Single-cell proteomics (SCP) is enabling researchers to understand cancer progression, immune response, developmental pathways, and more all at the cellular level. Historically, SCP has represented a considerable challenge for researchers due to low amounts of proteins within a single cell and the limited sensitivity of mass spectrometry instruments. These hurdles, along with others such as ion signal suppression, sufficiently efficient data acquisition methods, and variability in sample preparation can obfuscate data and limit discoveries.

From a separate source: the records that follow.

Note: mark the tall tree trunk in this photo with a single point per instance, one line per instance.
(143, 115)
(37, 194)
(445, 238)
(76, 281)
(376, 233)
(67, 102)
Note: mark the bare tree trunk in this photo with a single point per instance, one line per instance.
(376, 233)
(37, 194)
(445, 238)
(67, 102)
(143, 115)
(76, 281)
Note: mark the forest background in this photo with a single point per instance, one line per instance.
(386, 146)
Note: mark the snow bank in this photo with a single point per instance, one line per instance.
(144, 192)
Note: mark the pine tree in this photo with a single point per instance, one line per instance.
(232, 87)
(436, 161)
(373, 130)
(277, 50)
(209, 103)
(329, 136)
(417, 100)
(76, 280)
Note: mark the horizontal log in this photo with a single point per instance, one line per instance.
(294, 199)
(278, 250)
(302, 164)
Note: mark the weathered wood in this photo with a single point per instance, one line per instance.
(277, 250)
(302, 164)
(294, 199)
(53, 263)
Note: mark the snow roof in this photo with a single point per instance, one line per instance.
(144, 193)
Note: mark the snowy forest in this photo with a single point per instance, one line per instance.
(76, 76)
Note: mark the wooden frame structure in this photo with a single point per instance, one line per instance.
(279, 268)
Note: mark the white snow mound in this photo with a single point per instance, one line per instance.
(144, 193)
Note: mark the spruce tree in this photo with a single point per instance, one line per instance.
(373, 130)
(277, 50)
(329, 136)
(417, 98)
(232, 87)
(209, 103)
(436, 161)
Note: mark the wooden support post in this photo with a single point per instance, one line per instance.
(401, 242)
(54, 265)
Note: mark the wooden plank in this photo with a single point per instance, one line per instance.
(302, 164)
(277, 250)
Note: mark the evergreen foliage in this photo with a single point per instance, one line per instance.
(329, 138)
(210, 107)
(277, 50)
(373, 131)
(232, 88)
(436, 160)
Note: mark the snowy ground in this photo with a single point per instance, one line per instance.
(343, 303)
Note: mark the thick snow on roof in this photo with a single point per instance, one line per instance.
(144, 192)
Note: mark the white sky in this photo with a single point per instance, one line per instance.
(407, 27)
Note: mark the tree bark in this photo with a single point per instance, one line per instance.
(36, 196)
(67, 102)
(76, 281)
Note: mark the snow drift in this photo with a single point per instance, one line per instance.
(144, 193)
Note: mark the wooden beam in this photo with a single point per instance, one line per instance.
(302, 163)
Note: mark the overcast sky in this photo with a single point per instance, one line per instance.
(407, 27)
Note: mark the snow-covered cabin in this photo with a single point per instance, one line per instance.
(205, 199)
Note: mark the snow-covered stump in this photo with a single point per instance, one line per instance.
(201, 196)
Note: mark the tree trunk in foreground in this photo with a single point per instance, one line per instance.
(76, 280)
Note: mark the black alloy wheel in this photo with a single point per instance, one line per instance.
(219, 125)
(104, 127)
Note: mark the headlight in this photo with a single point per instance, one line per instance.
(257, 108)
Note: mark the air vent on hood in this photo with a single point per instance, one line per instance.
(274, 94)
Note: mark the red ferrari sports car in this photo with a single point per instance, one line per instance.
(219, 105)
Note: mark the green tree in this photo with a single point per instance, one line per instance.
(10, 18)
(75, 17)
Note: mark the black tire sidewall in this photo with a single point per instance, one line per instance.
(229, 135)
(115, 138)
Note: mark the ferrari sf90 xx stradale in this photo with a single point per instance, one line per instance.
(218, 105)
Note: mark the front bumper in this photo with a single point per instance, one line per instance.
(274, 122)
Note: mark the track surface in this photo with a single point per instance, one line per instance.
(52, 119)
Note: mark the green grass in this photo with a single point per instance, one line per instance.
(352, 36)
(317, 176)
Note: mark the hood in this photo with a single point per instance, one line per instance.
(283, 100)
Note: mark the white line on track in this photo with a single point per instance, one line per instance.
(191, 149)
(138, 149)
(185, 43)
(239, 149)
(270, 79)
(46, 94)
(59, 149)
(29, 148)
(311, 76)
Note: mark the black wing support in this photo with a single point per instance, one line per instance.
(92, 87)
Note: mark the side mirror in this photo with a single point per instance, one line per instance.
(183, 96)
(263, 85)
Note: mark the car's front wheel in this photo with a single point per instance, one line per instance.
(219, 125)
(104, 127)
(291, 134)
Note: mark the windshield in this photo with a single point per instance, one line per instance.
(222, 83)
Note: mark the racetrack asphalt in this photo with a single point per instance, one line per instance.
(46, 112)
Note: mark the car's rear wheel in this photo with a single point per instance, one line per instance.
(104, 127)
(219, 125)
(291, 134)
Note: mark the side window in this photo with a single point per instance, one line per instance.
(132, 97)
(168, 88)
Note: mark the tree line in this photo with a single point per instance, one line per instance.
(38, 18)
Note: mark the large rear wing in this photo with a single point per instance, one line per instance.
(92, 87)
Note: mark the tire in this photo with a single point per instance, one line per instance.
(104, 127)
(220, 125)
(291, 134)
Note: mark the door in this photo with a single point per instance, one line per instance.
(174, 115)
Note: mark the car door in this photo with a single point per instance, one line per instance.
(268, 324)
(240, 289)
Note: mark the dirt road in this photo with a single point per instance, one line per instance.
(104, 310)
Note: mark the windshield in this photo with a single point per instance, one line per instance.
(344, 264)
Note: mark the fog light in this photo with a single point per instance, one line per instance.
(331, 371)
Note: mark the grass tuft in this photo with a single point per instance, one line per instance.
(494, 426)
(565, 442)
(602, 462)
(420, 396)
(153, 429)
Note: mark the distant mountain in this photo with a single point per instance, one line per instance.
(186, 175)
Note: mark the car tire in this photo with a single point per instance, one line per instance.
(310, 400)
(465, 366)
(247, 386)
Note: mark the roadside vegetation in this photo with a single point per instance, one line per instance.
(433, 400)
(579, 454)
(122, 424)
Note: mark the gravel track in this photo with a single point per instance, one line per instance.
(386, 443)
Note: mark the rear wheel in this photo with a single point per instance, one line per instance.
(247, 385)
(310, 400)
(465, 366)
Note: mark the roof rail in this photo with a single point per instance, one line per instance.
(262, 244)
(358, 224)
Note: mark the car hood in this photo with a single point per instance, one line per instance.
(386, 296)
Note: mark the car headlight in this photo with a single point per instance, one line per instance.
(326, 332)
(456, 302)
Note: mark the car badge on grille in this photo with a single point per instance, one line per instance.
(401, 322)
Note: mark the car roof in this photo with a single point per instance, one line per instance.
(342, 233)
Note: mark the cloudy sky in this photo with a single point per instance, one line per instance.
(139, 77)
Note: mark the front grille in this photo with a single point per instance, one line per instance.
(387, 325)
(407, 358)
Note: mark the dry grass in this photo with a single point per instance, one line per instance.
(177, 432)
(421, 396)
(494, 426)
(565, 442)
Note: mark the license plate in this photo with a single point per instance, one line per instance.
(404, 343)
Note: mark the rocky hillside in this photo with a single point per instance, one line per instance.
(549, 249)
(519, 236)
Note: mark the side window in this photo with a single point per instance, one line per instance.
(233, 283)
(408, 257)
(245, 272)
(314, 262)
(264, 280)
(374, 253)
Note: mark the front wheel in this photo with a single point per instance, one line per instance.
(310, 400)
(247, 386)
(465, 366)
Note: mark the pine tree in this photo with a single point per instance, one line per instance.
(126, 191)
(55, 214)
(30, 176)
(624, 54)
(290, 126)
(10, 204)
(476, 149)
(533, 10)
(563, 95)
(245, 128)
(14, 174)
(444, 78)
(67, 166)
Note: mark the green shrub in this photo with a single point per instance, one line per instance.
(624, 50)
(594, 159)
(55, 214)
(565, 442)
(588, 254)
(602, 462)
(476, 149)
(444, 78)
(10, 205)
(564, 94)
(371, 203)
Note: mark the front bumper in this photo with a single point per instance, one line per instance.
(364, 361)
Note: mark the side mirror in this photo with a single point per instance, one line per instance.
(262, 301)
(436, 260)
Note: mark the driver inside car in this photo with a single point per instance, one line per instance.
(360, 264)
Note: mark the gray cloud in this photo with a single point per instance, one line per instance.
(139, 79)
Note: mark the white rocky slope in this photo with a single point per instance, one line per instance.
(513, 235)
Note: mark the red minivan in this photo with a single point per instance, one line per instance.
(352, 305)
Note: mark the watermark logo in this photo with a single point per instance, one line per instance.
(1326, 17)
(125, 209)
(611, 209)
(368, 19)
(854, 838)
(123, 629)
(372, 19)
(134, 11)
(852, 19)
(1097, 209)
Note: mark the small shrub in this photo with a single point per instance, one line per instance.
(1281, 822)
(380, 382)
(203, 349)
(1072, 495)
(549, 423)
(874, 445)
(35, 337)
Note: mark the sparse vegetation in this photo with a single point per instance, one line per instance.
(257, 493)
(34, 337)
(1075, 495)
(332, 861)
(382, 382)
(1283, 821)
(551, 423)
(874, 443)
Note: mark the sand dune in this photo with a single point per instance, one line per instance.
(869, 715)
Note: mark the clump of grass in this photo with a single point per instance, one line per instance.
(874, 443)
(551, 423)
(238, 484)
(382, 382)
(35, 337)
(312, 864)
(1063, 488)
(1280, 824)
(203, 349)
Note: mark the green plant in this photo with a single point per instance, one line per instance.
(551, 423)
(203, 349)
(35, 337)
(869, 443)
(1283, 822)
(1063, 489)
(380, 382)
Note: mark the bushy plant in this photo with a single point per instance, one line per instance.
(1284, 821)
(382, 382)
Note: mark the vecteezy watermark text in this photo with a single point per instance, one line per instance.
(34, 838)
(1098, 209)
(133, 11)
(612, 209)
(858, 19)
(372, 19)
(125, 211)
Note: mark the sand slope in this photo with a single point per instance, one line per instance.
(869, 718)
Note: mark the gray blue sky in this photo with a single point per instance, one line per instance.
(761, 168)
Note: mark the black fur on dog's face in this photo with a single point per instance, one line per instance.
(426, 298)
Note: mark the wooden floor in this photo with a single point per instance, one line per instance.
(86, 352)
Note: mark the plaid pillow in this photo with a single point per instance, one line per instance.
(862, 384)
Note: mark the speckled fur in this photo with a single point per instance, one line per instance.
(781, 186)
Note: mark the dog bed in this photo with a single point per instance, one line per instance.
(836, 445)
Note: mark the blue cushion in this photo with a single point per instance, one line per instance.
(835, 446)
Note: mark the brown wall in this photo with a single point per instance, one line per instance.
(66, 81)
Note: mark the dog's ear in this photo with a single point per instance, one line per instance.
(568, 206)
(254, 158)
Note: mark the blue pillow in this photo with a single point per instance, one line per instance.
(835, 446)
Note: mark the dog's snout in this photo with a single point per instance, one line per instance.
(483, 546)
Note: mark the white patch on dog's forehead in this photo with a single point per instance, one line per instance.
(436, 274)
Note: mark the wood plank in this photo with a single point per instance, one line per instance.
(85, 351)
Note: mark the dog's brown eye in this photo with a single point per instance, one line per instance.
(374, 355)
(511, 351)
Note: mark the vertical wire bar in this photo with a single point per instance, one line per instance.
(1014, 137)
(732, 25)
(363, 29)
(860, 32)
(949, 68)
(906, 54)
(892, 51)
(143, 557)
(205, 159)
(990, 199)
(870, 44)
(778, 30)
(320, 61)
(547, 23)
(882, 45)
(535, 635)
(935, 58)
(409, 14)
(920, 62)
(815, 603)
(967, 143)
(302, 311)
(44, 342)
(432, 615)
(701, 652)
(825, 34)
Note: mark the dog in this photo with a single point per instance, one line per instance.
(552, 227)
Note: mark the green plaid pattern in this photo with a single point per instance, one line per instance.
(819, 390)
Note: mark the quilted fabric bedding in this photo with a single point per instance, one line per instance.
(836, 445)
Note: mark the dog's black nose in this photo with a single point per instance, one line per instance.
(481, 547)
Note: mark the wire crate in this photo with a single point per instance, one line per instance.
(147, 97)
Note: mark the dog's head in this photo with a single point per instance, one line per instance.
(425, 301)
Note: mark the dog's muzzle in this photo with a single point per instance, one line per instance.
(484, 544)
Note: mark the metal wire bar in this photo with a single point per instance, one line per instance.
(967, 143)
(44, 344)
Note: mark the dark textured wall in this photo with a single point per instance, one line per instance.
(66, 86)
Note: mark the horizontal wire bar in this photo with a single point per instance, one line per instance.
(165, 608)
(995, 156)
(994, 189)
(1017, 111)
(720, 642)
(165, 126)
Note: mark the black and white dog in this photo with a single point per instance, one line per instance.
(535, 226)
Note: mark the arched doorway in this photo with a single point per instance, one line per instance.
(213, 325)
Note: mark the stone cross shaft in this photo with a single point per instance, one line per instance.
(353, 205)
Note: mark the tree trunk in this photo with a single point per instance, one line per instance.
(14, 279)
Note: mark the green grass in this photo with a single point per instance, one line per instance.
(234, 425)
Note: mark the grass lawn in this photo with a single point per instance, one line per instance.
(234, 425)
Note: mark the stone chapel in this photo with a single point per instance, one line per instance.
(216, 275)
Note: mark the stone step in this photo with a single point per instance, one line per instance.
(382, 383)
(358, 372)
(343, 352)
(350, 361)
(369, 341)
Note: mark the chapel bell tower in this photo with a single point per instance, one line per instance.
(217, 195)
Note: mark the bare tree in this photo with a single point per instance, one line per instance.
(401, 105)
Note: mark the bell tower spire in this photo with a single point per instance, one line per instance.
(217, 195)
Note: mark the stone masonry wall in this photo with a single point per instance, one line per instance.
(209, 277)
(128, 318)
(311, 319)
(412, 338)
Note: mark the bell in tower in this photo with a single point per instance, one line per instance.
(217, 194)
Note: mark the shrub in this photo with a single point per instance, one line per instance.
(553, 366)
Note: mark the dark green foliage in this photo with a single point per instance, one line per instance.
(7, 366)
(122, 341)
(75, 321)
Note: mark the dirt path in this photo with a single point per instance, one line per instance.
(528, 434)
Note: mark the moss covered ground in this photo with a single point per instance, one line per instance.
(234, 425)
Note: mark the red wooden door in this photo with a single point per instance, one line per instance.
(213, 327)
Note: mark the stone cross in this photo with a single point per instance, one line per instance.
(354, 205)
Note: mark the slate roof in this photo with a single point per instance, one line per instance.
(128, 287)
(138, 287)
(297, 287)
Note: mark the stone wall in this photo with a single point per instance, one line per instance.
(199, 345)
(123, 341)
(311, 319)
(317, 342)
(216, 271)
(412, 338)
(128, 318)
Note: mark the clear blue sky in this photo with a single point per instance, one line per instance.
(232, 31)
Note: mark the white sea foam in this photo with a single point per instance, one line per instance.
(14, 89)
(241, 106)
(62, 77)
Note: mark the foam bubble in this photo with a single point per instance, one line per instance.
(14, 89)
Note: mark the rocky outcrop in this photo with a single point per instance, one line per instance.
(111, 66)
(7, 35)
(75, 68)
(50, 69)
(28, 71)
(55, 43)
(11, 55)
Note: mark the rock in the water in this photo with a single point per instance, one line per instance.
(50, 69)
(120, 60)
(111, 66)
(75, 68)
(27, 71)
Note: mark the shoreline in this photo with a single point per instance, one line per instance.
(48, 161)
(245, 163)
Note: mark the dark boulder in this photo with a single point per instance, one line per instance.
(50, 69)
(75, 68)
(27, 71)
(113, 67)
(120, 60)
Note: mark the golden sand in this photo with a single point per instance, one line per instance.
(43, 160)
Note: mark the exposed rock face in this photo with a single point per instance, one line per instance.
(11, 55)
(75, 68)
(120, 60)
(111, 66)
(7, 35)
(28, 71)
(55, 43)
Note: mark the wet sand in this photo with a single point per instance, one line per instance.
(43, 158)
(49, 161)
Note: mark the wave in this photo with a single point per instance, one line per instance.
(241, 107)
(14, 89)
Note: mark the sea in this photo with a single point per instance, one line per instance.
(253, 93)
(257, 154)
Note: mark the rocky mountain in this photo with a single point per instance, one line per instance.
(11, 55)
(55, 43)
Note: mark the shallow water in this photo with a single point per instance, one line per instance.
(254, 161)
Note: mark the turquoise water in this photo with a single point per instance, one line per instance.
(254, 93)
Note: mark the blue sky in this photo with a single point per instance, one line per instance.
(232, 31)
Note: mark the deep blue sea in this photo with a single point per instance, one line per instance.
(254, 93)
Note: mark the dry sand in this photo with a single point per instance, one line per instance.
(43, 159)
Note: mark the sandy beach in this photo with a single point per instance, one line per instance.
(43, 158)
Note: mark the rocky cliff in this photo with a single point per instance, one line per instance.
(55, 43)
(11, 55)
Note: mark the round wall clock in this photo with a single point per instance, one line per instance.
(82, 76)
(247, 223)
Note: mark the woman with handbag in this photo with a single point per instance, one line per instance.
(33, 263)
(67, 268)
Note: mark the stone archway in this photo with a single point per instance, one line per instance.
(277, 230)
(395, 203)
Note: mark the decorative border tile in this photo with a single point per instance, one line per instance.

In response, researchers from the Broad Institute of MIT and Harvard have developed the proteoCHIP EVO 96, which is poised to bridge the gap. The proteoCHIP EVO 96 workflow, recently published in Nature Communications, relies on several cutting-edge technologies to automate key steps in SCP sample preparation and analysis with hopes of improving reproducibility, reducing variability, and increasing throughput.
ProteoCHIP EVO 96
The proteoCHIP EVO 96 itself is a micromachined PTFE (polytetrafluoroethylene) chip specifically designed to combat protein loss. Traditional workflows involve transferring samples between containers multiple times. These transfers can result in losses as proteins adsorb to the walls of each container used.
The proteoCHIP ensures that proteins remain within the same nanowells throughout the entire preparation process by employing a 'one-pot' sample preparation method. All sample preparation steps, including cell lysis, protein digestion, and peptide cleanup, are conducted in the same nanowell.
CellenONE
The one-pot method is enabled by cellenONE, an automated dispensing robot responsible for populating the 96 nanowells of the proteoCHIP EVO 96. It delivers individual cells, dispenses reagents, such as detergents for cell lysis and proteases for protein digestion, and ensures consistent hydration and mixing throughout.
After the proteins are digested in the proteoCHIP EVO 96, the chip is inverted for direct transfer to disposable trap columns for liquid chromatography via the Evosep One. The group found that introducing just one manual sample transfer step at this stage of the workflow (manually pipetting samples from nanowells to disposable trap columns) reduces total protein identifications by up to 29%.
Bruker timsTOF Ultra
The peptides are chromatographically separated and directly analyzed by the timsTOF Ultra mass spectrometer, equipped with Trapped Ion Mobility Spectrometry (TIMS) technology. TIMS separates ions based on their shape followed by size selection in the quadrupole before they reach the mass analyzer, which increases the overall ion utilization and enhances the detection of low-abundance proteins.
In addition the team employs Data-Independent Acquisition (DIA). While Data-Dependent Acquisition (DDA), can miss lower-abundance peptides in some samples due to the stochastic selection of precursor ions, DIA ensures that all ions within a predefined mass range are fragmented and analyzed in each sample.